Additionally, we compare the time and memory of the different schedules run on the large crypto parameters executed on the server. For the Conv 2d (1) layer the fastest schedule is Load \(X'\) window, \(W'/4\). It is 74 s, 8%, faster than the Preload everything schedule. The Preload everything schedule, in turn, is much faster, 627 s (64%), than the Lock-free Preload schedule. However, both preload schedules require 38 GB of memory, compared to the 5.4 GB of the Load \(X'\) window, \(W'/4\) schedule. For the second layer, Conv 2d (2), the Lock-free Preload schedule is the fastest at 3257 s. The Preload every is marginally slower at 3364 s. Both schedules require 170 GB of memory. Schedules that require significantly less memory Load \(X'\) window, \(W'/4\) (33 GB) and Column Major (6.3 GB) are only slightly slower at 3662 s and 3843 s. For the Conv 2d (3) layer the Lock-free Preload schedule is the slowest and consumes the most memory at 7074 s and 215 GB. The comparable Preload everything schedule requires approximately the same amount of memory, but only 12.5% of the time, 855 s. Interestingly, schedules that cache very little Preload \(X'\) and Column Major are faster than the Preload everything at 815 s and 825 s. Both of these schedules also require significantly less memory, at 25.7 GB and 4.5 GB. This is a reduction factor of 47.8 between Lock-free Preload and Column Major.

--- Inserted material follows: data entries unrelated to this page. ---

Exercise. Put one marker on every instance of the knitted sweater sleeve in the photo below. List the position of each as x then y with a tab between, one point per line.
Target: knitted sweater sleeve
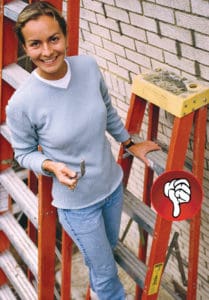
24	140
114	124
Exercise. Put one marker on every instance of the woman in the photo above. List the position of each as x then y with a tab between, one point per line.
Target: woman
65	108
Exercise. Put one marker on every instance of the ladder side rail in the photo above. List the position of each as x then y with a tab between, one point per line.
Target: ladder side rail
73	12
198	167
46	240
5	148
153	119
31	229
176	157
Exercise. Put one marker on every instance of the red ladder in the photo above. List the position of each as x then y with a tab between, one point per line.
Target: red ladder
189	108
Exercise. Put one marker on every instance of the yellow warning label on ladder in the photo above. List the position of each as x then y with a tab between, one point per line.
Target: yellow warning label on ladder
155	280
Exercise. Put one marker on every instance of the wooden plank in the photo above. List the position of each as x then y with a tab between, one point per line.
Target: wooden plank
21	194
17	277
6	293
171	92
20	240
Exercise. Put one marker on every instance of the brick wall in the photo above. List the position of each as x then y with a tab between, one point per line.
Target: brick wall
130	37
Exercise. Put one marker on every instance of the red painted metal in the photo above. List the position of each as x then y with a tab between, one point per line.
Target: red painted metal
153	119
198	167
176	157
32	232
133	125
73	13
46	240
67	251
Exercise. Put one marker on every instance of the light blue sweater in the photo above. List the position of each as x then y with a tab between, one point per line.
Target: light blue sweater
70	125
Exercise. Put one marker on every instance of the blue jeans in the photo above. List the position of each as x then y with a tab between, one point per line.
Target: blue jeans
95	231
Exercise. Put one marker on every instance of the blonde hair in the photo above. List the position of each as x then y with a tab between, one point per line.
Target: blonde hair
33	11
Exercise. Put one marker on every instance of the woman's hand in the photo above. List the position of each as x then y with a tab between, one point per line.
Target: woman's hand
62	172
141	149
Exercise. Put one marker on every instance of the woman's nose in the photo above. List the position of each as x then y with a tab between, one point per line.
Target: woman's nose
46	49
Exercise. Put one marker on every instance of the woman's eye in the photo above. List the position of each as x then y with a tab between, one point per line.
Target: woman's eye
34	44
54	39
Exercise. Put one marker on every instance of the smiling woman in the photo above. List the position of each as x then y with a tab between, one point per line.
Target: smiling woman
64	107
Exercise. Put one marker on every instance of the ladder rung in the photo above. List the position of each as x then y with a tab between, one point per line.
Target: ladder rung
13	8
139	212
14	75
4	129
130	263
21	194
17	277
6	293
157	158
20	240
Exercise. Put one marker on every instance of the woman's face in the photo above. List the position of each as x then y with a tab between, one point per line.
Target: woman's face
45	44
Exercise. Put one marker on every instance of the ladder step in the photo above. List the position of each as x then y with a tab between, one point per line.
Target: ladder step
130	263
17	277
6	293
20	240
3	199
139	212
13	8
14	75
21	194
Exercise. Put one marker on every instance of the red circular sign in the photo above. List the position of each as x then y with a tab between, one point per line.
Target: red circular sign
176	195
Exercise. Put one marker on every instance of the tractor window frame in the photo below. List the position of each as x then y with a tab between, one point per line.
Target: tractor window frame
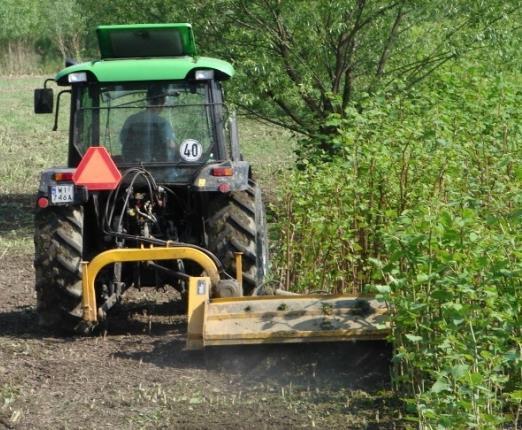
214	105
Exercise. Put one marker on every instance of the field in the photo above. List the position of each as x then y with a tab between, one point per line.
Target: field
138	375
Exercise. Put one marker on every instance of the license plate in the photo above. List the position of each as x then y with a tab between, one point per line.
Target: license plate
62	193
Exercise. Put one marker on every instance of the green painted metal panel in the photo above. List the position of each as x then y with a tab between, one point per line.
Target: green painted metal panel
128	70
146	40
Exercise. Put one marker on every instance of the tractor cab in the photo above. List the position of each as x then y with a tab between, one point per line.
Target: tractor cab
150	101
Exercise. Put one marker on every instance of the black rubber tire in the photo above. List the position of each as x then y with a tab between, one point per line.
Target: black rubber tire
58	240
237	222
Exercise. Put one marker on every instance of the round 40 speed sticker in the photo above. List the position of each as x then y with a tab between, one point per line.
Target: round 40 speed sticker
190	150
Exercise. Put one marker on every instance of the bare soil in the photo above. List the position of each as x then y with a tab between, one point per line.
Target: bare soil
138	375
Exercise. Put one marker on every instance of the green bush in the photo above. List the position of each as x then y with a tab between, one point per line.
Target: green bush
425	207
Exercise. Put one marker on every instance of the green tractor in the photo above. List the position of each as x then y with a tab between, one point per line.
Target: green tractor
166	171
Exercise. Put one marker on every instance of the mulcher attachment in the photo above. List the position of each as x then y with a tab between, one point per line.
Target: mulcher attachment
282	319
250	320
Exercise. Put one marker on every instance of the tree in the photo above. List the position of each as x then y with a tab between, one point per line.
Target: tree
300	62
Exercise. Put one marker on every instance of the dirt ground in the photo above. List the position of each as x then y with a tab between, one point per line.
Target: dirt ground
139	376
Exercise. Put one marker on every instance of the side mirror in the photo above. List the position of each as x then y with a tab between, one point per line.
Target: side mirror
43	100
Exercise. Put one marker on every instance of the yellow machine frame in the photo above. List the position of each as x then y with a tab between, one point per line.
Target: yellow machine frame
249	320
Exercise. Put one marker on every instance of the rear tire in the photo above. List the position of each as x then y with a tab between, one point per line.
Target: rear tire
58	241
237	223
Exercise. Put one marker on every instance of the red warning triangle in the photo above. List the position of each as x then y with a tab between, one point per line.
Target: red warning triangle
97	171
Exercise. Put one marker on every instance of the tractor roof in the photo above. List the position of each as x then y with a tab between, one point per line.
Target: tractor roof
146	52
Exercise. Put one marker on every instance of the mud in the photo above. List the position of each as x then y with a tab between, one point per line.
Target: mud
137	375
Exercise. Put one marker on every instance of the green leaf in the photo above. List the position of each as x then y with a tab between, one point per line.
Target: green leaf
413	338
459	370
439	386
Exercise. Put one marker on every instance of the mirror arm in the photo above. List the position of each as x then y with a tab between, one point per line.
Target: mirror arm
55	127
48	80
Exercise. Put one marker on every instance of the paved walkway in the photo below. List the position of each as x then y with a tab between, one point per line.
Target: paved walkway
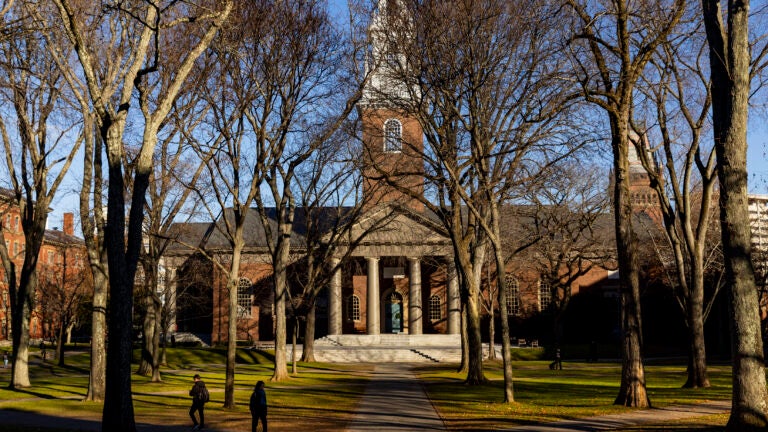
632	419
394	400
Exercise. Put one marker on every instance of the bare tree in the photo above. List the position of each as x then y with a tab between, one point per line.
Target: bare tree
612	44
167	199
63	290
568	217
678	96
469	73
731	73
302	103
113	67
324	185
37	152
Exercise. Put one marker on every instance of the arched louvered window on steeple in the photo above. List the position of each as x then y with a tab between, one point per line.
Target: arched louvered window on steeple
393	136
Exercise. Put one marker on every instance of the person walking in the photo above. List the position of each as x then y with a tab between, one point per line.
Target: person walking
258	406
200	396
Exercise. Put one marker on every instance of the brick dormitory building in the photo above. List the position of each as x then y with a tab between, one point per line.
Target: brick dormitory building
62	269
401	279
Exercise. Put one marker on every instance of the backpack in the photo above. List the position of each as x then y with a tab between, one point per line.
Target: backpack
204	396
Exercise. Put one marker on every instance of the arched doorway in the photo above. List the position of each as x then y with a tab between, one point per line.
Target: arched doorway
393	313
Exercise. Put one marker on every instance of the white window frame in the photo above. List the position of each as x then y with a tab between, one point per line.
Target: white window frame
545	295
393	136
244	298
513	295
435	308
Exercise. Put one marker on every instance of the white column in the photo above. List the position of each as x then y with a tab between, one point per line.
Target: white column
170	298
372	321
454	301
415	311
334	299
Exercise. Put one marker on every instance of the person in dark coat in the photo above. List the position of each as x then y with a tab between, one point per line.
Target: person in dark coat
198	404
258	406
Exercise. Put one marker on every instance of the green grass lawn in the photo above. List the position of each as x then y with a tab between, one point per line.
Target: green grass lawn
320	397
324	396
542	395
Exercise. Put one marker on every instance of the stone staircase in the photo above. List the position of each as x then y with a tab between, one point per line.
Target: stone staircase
388	348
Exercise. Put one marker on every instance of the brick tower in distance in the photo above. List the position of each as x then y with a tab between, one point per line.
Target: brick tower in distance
393	164
644	197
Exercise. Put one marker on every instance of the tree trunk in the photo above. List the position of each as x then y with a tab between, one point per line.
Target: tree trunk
491	334
22	297
148	331
632	392
232	284
506	345
92	223
118	413
464	364
60	344
729	58
475	375
281	286
294	337
19	342
308	354
697	363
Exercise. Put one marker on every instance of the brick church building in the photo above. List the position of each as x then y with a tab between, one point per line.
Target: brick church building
400	279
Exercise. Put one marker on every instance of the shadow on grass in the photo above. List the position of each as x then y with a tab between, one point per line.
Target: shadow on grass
17	420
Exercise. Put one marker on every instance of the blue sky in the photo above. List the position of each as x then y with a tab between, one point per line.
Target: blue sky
757	157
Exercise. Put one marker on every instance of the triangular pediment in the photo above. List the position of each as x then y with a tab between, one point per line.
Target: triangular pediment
398	229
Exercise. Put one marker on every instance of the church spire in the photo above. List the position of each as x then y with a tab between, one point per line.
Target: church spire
386	61
393	165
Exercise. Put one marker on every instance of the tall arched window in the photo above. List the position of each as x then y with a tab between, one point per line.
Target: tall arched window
353	308
244	300
513	295
435	308
545	295
393	136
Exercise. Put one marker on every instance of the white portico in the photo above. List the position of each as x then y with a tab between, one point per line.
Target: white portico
392	292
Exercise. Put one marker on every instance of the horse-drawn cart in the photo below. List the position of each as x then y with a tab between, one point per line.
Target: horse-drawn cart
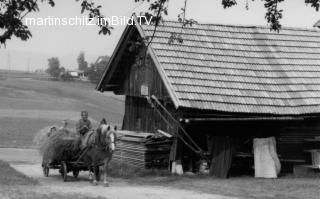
65	168
65	151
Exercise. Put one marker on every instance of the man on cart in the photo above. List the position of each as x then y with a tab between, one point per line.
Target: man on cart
83	127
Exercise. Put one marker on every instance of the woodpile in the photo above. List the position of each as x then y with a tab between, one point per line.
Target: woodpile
143	150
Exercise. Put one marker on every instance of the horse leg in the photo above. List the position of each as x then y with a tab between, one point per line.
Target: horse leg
95	182
105	165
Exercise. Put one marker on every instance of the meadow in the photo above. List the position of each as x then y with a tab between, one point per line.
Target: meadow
30	103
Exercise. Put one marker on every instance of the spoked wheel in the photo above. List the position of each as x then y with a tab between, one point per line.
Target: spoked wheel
45	170
64	171
75	173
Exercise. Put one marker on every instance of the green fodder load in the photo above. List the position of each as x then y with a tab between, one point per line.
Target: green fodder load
60	145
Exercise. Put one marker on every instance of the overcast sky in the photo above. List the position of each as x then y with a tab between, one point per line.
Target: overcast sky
67	41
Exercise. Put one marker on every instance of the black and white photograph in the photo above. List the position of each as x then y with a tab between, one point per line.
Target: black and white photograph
159	99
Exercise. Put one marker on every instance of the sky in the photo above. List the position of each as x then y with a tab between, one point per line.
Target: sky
66	42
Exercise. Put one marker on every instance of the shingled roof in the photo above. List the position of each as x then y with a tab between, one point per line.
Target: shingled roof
242	69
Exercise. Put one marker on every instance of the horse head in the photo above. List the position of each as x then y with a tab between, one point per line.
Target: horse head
108	134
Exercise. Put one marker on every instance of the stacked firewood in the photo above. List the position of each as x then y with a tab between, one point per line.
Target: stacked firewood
143	150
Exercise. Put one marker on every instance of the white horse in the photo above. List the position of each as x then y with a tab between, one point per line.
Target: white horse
100	147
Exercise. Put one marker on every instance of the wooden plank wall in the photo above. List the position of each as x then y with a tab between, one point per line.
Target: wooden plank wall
290	141
140	116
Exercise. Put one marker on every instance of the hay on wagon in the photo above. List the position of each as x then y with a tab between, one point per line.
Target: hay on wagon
58	146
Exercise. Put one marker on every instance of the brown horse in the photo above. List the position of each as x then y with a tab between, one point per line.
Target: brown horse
99	150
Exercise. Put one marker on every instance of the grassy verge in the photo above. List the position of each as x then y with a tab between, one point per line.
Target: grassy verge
15	185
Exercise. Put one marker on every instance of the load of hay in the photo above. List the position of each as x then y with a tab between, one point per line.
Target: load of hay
57	146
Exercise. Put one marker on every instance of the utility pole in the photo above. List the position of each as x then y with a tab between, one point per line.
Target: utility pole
28	66
9	62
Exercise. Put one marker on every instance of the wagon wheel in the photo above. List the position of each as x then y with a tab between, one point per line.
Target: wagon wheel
45	170
75	173
64	171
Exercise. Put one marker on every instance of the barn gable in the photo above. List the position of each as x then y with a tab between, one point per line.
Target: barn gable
235	69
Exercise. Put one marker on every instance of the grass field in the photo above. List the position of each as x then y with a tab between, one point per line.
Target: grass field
27	105
16	185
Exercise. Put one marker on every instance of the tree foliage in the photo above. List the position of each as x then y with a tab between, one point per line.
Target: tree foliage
12	13
82	63
54	69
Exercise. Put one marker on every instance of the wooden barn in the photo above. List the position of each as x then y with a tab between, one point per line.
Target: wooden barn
220	87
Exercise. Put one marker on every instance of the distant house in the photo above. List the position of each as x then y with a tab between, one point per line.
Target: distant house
222	83
78	74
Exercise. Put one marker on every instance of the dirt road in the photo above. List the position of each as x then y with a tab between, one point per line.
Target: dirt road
28	162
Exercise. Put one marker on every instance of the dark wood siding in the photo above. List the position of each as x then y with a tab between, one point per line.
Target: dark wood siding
291	139
143	80
140	116
147	76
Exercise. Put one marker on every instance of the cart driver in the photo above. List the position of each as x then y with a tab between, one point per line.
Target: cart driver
84	124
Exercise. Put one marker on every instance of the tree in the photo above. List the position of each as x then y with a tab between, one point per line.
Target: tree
54	67
12	13
82	63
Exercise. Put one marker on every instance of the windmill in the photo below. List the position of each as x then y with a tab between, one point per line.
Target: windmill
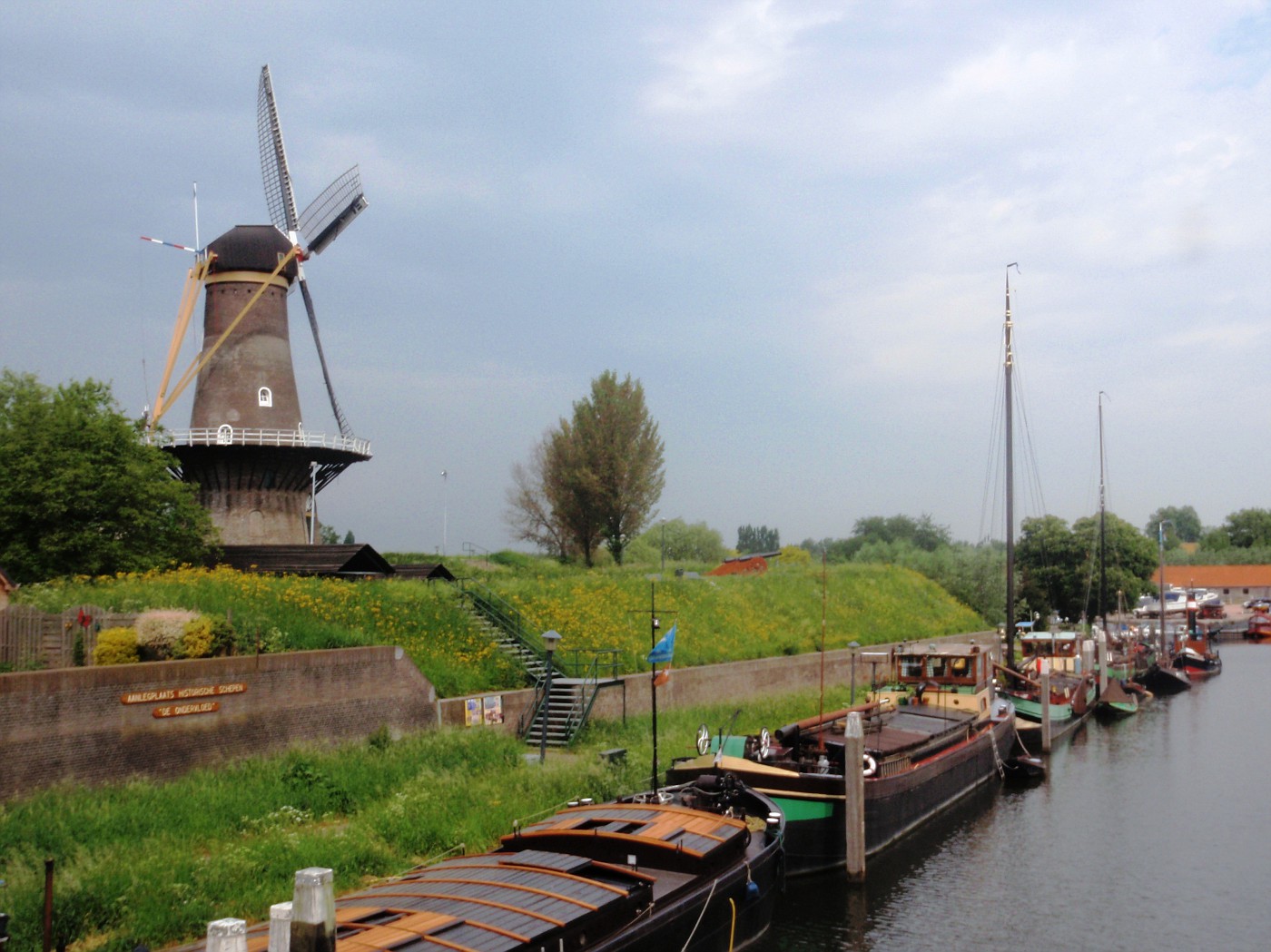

Interestingly, schedules with minimal caching of \(w'\)s are often faster than schedules that substantially cache these values. A potential explanation could be the cache locality inside the CPU. Values that are not cached by our method and are loaded on demand could be accessed faster because they are placed inside the CPU cache. Alternatively, locking that is required for processing the load instructions could introduce additional slowdowns that are not present when values are loaded on demand. Another interesting observation is the poor performance of the Lock-free Preload schedule in the Conv 2d (3) layer. It is eight times slower than Preload everything schedule. Both schedules load all the required data at the start of the computation and do not need to load any values during. Where they differ is the points at which they write the results to disk. If we assume that all threads advance in lockstep, in the Lock-free Preload schedule, all threads want to write to disk at once. In Preload everything schedule, the write operations are more spaced out. It could be that the large number of simultaneous writes slows the schedule down significantly.

7 Conclusion

In this paper, we present ways of reordering the computation to tailor the memory requirements to the hardware available while executing as fast as possible. We further present a technique to estimate the required memory of convolutions over batch-packed, encrypted data. We show that our proposed caching mechanism is faster than relying on the OS’s swapping mechanism. The method proposed in this paper is especially suited for ML workloads with thousands of instances that can run longer, i.e., overnight or over the weekend, and don’t need a fast turnaround. Since our method can reduce the memory requirements for inference, it opens up the potential to save on hardware costs.